Sevgili Engin erkiner artık yazmasını da öğrendim şükür yazabiliyorum yani okuduklarımı kalem marifeti ile sayfaya da dökebiliyorum. Bu yüzden yazıdan çok sese ihtiyacım var. Acil ile aranızdaki meselelere değil laf etmek dokunmam bile bana göre kişiler gelip geçicidir ben dükkâna ve dükkânın izlerine bakarım. Beyler deresini hatırlıyorum tüdas’ı hatırlıyorum ve birçok güzel şeyleri hatırlıyorum. Cezaevlerinde acilin lümpenlerden adli suçlulardan yaptığı devrimcileri ve bunların devrimci koğuşlarını hatırlıyorum omuzlarını düşüre düşüre gezen adamlardan Komünlerin yapıldığı kimsenin cesaret bile edememeği güzel şeyleri hatırlıyorum. Adil beka yi Lübnanı ve acili yazmış her ne kadar da itirazlar varsa da gözyaşları ile de terk etse de beyrutu ve bu söz burada beni de incitse de güzel şeyleri hatırlıyorum. Devrimcilerin komünistlerin Filistin halkları ile dayanışma günlerinden. Selam olsun fiistin topraklarında savaşanlara ve şehit olan devrimci yoldaşlarımıza
Eski şeflerimizden biri bir toplantıda mağlup olduk deyince az daha ağlayacaktım. Mağlup olmak havlu atmaktır sahayı terk etmektir. Oysa biz yenildik güzel arkadaşım. Söz insanı esir alır. Bu yüzden dikkat etmek lazım . Ama bu adam hakikaten mağlup olmuş biri idi belki de devrimciliği seçtiğinde mağlup olmuştu.
Son olarak başını ağırtmadan bir şey söylemek isterim. Küçük bir grubum var ve bunlar ile dünyaya kılıç sallıyorum. Yani bir platform. Bu platformun bir tek yazılı evrağı var bu evrakta devrimci kimdir devrimci kişilik ve devrimci yaşam nedir var?
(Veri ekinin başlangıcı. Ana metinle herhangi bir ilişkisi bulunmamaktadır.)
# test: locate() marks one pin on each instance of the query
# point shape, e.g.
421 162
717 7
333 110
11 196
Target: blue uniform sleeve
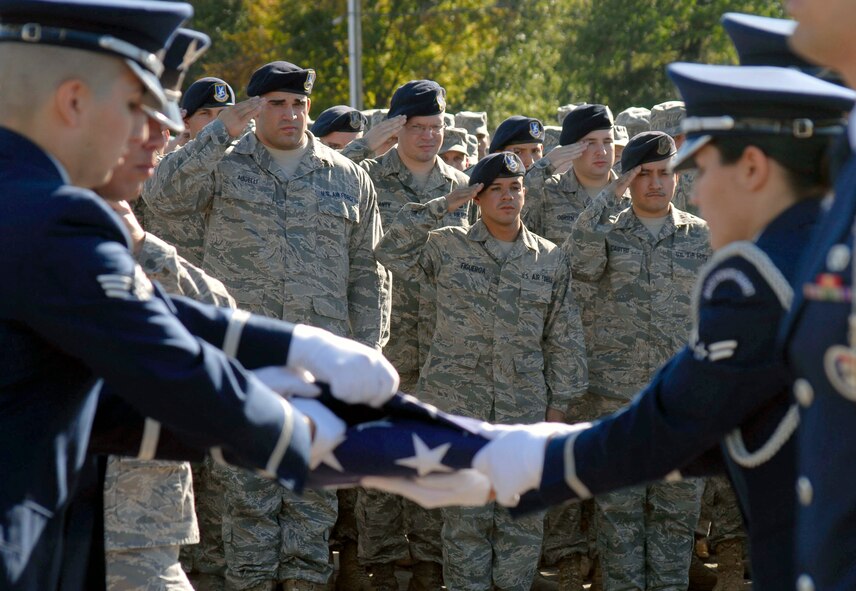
729 371
86 296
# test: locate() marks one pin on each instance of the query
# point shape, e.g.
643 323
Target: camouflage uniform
149 505
507 345
297 248
383 519
645 534
553 203
684 192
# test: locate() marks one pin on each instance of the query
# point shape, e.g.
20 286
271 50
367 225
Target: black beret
339 118
281 77
499 165
418 98
207 93
517 130
584 120
648 146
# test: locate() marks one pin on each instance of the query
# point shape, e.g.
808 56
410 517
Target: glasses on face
423 129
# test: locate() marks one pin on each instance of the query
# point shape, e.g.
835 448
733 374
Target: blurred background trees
504 56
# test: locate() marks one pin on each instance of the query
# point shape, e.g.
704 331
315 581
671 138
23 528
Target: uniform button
805 492
803 392
805 583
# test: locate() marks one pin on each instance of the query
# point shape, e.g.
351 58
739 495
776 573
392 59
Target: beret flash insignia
310 80
511 163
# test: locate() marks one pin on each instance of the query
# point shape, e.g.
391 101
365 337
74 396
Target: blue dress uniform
76 312
724 400
820 333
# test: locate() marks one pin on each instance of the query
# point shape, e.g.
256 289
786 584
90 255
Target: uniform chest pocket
536 291
246 190
338 205
625 266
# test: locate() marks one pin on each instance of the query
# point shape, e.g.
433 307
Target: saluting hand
236 117
561 157
384 135
461 195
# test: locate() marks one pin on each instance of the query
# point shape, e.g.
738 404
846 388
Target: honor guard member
642 263
820 337
475 122
291 225
80 310
507 346
412 172
150 506
455 151
203 101
523 136
556 195
635 120
725 402
338 126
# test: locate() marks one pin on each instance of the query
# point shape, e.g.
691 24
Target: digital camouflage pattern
300 249
150 504
507 340
271 534
507 345
553 203
416 533
161 262
382 519
684 192
484 546
146 568
644 286
396 187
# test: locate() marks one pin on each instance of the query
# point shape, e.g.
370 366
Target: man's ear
753 168
71 99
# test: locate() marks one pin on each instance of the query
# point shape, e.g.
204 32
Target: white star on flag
426 460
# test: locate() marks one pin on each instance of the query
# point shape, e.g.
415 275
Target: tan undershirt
288 160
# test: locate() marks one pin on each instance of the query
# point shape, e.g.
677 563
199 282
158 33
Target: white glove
514 460
357 374
329 429
467 488
287 382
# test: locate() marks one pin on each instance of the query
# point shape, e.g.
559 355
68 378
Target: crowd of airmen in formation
537 274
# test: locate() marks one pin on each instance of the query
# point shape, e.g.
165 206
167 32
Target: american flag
403 438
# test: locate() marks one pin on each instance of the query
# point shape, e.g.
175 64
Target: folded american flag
404 438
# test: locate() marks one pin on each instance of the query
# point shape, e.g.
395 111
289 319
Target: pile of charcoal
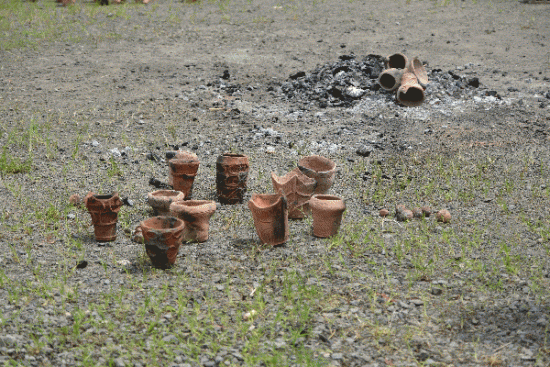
348 80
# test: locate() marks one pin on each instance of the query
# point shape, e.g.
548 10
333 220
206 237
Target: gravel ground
271 80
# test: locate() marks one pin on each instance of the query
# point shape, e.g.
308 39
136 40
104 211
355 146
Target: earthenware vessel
231 177
183 168
104 212
297 189
322 169
160 200
410 93
327 211
196 216
162 236
270 214
390 79
397 61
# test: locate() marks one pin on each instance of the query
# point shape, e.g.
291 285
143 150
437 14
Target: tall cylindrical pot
327 211
162 236
231 177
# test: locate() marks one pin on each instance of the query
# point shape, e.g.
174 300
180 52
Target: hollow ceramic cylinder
327 211
160 200
297 189
231 177
397 61
196 216
410 93
182 171
270 214
390 79
162 237
321 169
104 212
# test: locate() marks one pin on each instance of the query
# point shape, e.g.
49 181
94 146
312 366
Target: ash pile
348 81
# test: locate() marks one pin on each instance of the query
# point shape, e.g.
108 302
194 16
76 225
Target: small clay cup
162 237
104 212
327 211
270 214
196 216
231 177
322 169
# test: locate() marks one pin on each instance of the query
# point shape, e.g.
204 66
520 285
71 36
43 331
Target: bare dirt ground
99 114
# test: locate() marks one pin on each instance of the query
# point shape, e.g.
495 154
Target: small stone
404 215
75 200
384 212
443 216
364 150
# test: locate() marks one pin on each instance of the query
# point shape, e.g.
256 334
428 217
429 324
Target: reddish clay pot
297 189
182 172
231 176
104 212
410 93
397 61
327 213
160 200
390 79
162 237
322 169
196 216
270 214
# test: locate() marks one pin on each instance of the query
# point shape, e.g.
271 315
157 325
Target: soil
269 79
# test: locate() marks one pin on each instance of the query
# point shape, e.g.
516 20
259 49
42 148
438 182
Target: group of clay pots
297 194
179 219
407 77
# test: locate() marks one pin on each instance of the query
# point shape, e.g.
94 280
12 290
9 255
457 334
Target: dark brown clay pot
162 237
322 169
182 171
196 216
160 200
231 176
326 211
104 212
410 93
297 189
270 214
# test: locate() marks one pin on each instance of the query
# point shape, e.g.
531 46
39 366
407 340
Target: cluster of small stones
402 214
348 80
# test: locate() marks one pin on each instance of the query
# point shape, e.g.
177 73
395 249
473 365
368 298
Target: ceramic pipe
397 61
390 79
410 93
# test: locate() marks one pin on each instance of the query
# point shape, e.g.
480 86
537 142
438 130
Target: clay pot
321 169
390 79
327 213
397 61
417 68
231 176
182 171
162 237
104 212
160 200
196 216
297 188
410 93
270 214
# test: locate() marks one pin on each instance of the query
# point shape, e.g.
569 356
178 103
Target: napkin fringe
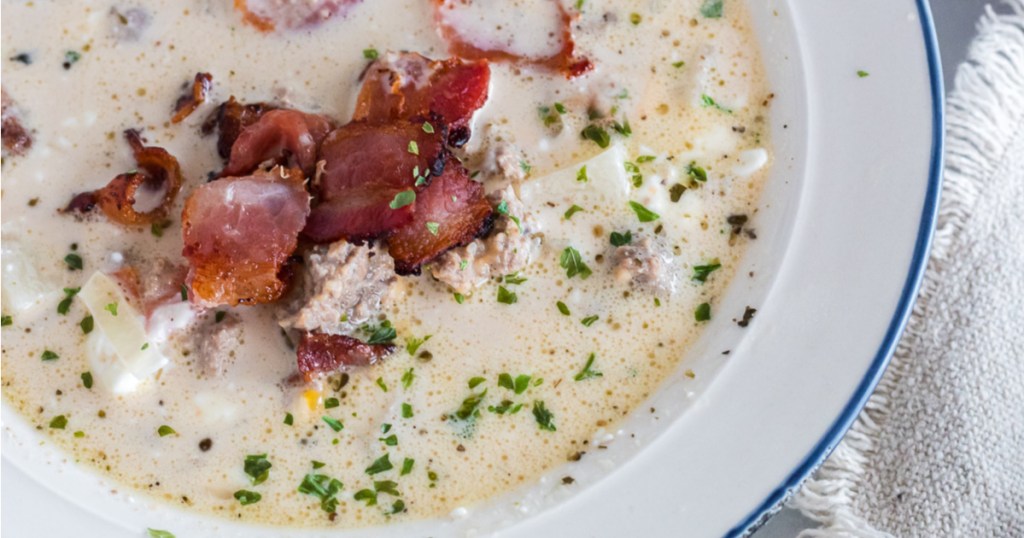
981 119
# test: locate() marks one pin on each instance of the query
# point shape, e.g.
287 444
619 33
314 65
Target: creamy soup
622 193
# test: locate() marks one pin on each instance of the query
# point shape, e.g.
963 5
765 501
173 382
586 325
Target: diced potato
603 197
120 353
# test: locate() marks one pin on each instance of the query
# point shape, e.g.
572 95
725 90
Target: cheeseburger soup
342 262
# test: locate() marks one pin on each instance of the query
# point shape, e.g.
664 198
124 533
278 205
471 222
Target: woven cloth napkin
939 450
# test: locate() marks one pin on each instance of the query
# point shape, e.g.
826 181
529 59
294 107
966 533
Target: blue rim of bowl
918 264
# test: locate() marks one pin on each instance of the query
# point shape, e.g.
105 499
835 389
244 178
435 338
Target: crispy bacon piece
189 101
239 233
404 85
286 136
461 25
267 15
16 139
451 212
157 169
230 119
366 166
323 354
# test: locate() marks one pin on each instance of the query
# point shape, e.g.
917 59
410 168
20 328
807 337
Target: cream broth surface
693 93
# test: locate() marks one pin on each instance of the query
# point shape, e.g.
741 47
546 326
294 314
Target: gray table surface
955 25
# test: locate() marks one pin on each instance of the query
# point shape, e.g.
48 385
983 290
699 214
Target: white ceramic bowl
843 236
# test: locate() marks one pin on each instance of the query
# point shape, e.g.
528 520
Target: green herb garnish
644 214
257 467
543 416
587 372
572 262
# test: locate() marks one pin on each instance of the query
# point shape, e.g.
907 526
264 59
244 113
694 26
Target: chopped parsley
588 372
644 214
636 176
413 345
323 487
518 385
402 199
572 262
380 465
712 9
543 416
709 101
563 308
469 407
65 303
619 240
596 134
507 297
74 261
700 273
697 173
702 313
257 467
514 278
247 497
157 229
676 192
571 211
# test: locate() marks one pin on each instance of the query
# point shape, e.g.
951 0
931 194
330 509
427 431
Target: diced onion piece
23 286
126 358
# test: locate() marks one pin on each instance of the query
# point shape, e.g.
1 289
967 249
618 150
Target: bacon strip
267 15
365 167
230 119
157 169
404 85
451 212
16 139
469 39
286 136
189 101
239 233
321 354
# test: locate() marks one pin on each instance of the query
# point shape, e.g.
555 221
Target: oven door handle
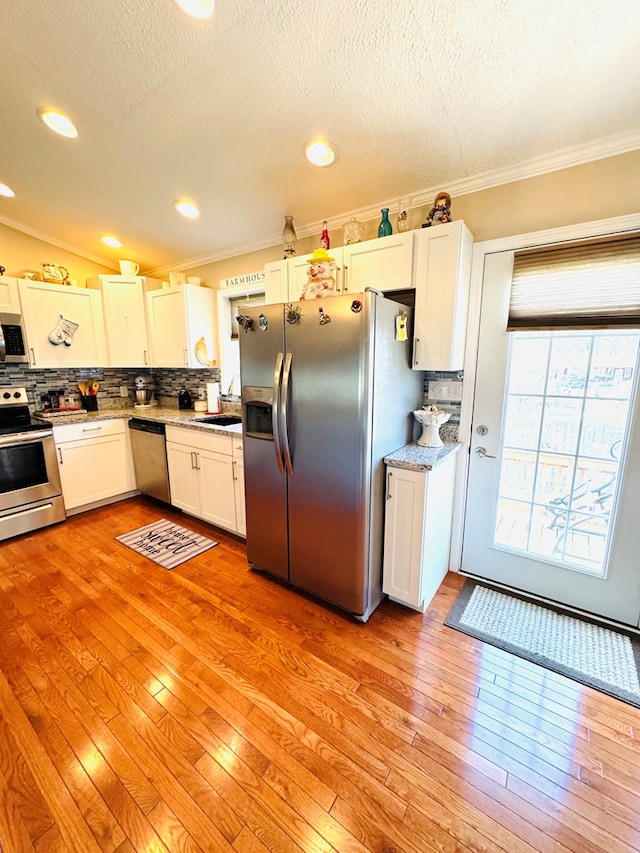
24 437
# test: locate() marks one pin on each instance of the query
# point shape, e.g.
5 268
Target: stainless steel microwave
13 347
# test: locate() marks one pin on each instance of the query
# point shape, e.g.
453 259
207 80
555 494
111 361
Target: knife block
89 402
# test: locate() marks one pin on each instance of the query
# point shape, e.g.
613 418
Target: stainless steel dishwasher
149 450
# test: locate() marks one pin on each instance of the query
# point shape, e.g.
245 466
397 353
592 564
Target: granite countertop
416 458
175 417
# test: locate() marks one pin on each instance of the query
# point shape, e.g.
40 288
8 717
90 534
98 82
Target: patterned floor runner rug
591 653
166 543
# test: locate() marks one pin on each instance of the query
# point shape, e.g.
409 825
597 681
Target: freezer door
261 358
329 427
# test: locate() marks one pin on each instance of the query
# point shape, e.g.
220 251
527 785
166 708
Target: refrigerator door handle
275 411
285 431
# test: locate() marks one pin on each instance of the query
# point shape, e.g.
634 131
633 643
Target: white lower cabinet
202 476
417 534
94 459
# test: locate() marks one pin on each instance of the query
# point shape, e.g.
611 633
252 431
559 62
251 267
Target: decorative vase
289 237
385 228
431 418
404 221
352 231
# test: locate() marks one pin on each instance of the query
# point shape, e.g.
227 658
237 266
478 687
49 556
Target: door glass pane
567 412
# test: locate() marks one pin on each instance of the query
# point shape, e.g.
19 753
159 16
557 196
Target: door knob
481 451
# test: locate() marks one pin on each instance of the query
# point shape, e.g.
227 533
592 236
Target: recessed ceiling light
186 208
199 9
108 240
57 122
320 152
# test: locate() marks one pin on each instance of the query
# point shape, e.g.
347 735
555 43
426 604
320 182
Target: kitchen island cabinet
95 462
125 317
43 306
202 477
418 523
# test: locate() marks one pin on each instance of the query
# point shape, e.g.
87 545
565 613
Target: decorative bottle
289 237
324 239
385 228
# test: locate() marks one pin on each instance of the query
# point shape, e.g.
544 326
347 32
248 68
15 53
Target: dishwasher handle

Her mitingde mutlak bir bildirimiz geziyor ,Koca koca dükkânlar bizimle birebir işbirliği tartışma ve tanışmak yada birleştirmek istediklerinde güçlerini önlerine Kürt sorunu şu devlet şu sermaye şu ab şu demiyor tam aksine devrimci kişilik ve yaşam broşürümüzü önlerine koyuyoruz. Burada anlaşacağız önce diyoruz
Yaşım 47 oldu çok sıkıntı çektim çok sıkıntı çektim. İki serseri soytarının biribirini otuz sene yiyip idare edip koskocaman bir partiyi çete haline getirip her türlü pisliği yaşadığı şimdilerde birinin ben sol liberalim deyip diğerinin istanbulda pisliklerini rafineri etmeye çalıştığı ve ortaya saçıp kaçtıkları partimiz belgelerini toplamak ile meşgulüm. Devleti bile ciddiye almadığı bir adam olduğum için de gerçek kimliğimle yazıyorum. Beni ciddiye aldığında muhtemelen size F tipi tutsak hanelerden mektup atacağım. Bir tutsak yoldaşım ile Edirne F tipinde yazışıyoruz mektubunda neler yapıyorsun diye soruyor yere düşen belgelerimizi arşive topluyorum bir başka mektuptaki sorusu acıtıcı idi belgeler yere niye düştü ki diye soruyor. Sorulara cevap bulamazsanız kötü.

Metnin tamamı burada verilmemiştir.